See what I did there? Instead of inserting my genius-know-it-all-ness, I simply engaged in a greater conversation while correcting the incorrect verbiage. I accomplished the correction, giving my friend a chance to realize it while being polite and respectful and remaining focused on what is most important here: building our relationship through conversation, not boosting my ego.
As I think about this need, the need to correct and to admonish without reprieve, I realize how this may apply to more than just grammar and polite conversation skills. It applies to more than further-farther and nuclear-nucular and lay-lie.
I wonder how often I seek to correct not only others’ grammar, but also their thoughts, feelings, and beliefs. I wonder if I listen like Marcus Aurelius instructs, “giving confirmation, or joining in an inquiry about the thing itself,” or if I instead “chide those who uttered a barbarous” thing. For instance, when someone speaks politically, about a candidate or issue that I might disagree with, do I quickly move to rebuke or debate such an erroneous viewpoint. Or, rather, do I use this as an opportunity to get to know this person further and instead use his or her voiced-opinion to engage in a conversation about the topic and to grow in relationship and in wisdom.

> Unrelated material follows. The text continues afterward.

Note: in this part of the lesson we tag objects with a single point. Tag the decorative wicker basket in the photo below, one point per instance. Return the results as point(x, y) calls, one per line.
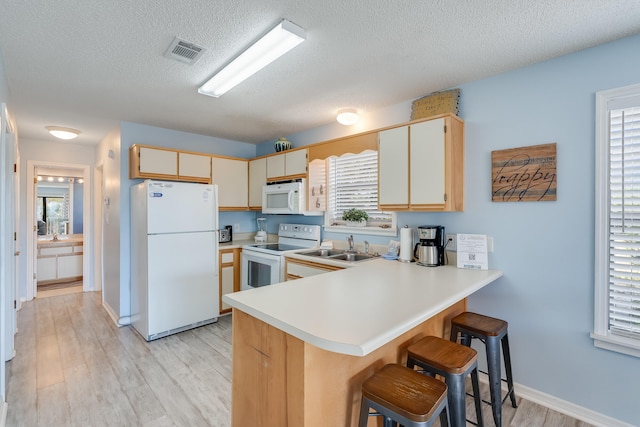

In this current time of political diversity and tension, the value is much greater in listening and building relationships than it is in rebuking, disagreeing, and diverging. If you find yourself complaining about how “our politicians never even cross the aisle any more,” then cross the aisle yourself. Get over there. Get uncomfortable. Be curious and open. Be humble and reserve yourself when you want to argue or correct others.
Stand by your convictions, yes, always. But never let your opinions obtrude into a moment where grace and patience can be the nurturer kinship.